A spokeswoman for Senate Minority Leader Harry Reid, D-Nev., predicted Democrats would successfully filibuster the measure.

What might happen next is uncertain. But time to pass the measure to provide money to battle the virus, which can be spread by mosquitoes common in much of the U.S., is slipping away as Congress is slated to recess for the party political conventions in mid-July.

Four months ago Obama requested $1.9 billion to battle Zika. When Congress failed to act, he transferred more than $500 million in unspent Ebola funding to develop a vaccine, research better tests to detect Zika, help states and localities battle the mosquitoes that spread it, and help foreign countries mount their own defenses against the virus.

The measure also contains a modified provision to permit combat veterans whose wounds have left them unable to conceive children to seek in-vitro fertilization treatments. But it would not permit the use of donor eggs and sperm, according to a summary of the measure prepared by Democrats.

GOP leaders also orchestrated removal of a House-passed provision that would ban the display of the Confederate flag over mass graves in VA cemeteries.

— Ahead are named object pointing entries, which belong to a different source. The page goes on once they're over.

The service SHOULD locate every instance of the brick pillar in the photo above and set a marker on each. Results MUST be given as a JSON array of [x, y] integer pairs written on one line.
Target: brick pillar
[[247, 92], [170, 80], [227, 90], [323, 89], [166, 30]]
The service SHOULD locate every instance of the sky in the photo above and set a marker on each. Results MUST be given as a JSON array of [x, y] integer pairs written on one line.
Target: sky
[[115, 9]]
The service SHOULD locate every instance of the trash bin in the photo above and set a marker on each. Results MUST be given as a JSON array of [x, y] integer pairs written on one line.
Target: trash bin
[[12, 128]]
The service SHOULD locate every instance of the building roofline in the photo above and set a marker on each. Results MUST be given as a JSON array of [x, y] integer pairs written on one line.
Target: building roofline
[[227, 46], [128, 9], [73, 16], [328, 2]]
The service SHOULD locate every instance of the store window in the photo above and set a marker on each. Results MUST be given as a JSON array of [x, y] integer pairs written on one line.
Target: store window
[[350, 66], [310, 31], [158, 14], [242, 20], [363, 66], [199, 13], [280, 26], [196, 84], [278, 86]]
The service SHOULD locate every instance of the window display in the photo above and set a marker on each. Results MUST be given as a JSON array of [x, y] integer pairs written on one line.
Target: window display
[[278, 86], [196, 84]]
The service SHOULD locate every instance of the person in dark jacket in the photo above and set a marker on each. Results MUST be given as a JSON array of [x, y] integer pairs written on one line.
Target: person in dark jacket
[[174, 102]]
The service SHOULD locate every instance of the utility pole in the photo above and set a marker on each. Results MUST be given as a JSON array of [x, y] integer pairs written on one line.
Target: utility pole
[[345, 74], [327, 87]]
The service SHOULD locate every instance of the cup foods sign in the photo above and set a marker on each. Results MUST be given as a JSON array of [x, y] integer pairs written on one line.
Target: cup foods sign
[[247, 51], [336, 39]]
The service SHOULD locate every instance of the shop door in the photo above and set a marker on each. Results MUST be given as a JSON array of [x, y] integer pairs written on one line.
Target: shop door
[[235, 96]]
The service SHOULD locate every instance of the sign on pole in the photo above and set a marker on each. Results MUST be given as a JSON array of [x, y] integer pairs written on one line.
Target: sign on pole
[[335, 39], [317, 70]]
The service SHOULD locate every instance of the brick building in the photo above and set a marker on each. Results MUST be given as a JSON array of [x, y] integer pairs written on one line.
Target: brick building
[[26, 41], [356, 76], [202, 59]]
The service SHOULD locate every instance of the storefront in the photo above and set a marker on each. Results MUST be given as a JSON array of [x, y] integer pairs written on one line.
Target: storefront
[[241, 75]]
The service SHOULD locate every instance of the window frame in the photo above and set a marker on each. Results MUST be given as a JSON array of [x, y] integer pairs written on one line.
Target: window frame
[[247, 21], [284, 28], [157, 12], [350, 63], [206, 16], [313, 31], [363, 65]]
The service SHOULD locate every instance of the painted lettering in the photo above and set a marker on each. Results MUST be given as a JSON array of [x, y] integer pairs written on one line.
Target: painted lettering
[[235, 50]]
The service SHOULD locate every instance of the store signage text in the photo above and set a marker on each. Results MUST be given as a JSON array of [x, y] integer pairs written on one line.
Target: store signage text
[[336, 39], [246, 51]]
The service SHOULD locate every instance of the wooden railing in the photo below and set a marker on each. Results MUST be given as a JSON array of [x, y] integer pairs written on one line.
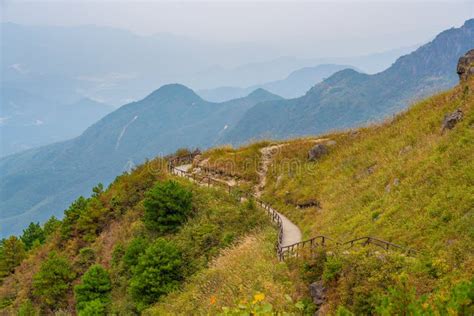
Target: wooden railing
[[364, 241], [299, 248], [180, 160]]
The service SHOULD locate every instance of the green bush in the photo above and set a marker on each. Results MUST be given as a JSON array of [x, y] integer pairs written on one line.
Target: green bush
[[27, 309], [167, 206], [12, 252], [86, 258], [158, 272], [32, 235], [134, 250], [51, 225], [93, 308], [95, 287], [53, 282]]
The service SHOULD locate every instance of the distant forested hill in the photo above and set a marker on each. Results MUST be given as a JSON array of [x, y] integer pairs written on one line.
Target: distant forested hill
[[349, 98], [41, 182]]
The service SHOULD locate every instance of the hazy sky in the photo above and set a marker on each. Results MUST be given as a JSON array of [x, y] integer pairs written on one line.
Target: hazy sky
[[305, 29]]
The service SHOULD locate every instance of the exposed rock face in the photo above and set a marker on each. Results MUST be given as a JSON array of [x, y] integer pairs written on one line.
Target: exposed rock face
[[451, 119], [317, 152], [465, 67]]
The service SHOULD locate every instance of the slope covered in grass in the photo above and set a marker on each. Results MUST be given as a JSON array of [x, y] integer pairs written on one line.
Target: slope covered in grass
[[405, 181], [115, 238]]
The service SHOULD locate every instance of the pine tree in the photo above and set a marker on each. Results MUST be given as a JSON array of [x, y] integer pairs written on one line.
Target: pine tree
[[32, 235], [95, 287], [158, 272], [166, 206], [52, 283], [12, 252]]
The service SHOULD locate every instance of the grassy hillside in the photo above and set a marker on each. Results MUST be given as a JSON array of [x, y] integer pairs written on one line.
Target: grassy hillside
[[158, 245], [404, 181], [120, 251]]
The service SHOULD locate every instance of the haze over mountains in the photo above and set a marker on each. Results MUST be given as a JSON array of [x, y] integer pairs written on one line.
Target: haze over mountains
[[296, 84], [73, 64], [70, 63], [28, 120], [41, 182], [349, 98]]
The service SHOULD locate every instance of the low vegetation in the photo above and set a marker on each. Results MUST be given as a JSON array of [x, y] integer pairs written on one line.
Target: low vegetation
[[126, 247], [156, 244], [406, 181]]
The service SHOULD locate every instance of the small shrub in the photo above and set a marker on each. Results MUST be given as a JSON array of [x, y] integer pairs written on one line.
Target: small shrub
[[167, 205], [52, 283], [12, 253], [32, 235], [27, 309], [134, 250], [158, 272], [93, 308], [86, 258], [332, 268], [95, 288]]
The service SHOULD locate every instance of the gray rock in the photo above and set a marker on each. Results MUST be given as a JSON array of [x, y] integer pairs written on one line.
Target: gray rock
[[317, 152], [309, 203], [317, 292], [465, 67], [450, 120]]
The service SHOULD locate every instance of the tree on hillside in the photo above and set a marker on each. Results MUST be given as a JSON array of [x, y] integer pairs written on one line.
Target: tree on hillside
[[94, 289], [51, 225], [52, 283], [158, 272], [72, 214], [32, 235], [12, 252], [134, 250], [167, 205]]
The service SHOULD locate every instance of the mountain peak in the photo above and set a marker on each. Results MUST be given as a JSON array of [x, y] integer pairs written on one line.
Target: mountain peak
[[262, 94], [174, 90]]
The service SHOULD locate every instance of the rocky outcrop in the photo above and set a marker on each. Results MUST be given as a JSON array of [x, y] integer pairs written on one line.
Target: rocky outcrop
[[465, 67], [309, 203], [451, 119], [317, 152]]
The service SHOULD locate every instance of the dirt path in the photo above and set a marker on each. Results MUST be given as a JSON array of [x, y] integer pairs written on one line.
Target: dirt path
[[291, 232]]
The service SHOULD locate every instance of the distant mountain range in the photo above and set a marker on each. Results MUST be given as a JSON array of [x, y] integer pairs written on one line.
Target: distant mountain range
[[28, 120], [349, 98], [115, 66], [294, 85], [42, 182]]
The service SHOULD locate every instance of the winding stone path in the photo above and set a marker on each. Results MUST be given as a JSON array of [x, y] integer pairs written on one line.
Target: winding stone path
[[291, 232]]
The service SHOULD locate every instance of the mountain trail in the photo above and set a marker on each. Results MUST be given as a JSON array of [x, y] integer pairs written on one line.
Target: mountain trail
[[291, 232]]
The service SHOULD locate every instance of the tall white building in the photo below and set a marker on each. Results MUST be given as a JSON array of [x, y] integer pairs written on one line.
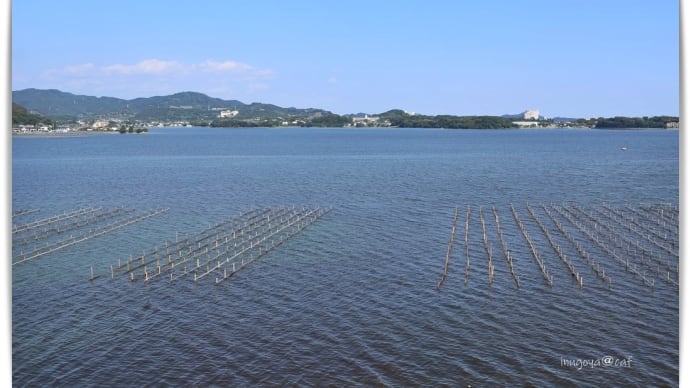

Meanwhile, 10 pregnant women in Dallas, Texas, are showing symptoms of Zika virus infection, according to health officials there.

Dallas County Health and Human Services said Tuesday that there are nearly a dozen total cases in North Texas, CBS Dallas-Fort Worth reported, but none were contracted in the U.S.

Local cases are cause for concern. The virus can be spread if an infected person is bitten by a certain type of mosquito that then goes on to bite other people. That's the way the disease spread from Brazil throughout Latin America and the Caribbean over the past year. The same type of mosquito is found in parts of the southern United States.

The Centers for Disease Control and Prevention will not confirm any diagnosis publicly until after the babies are born.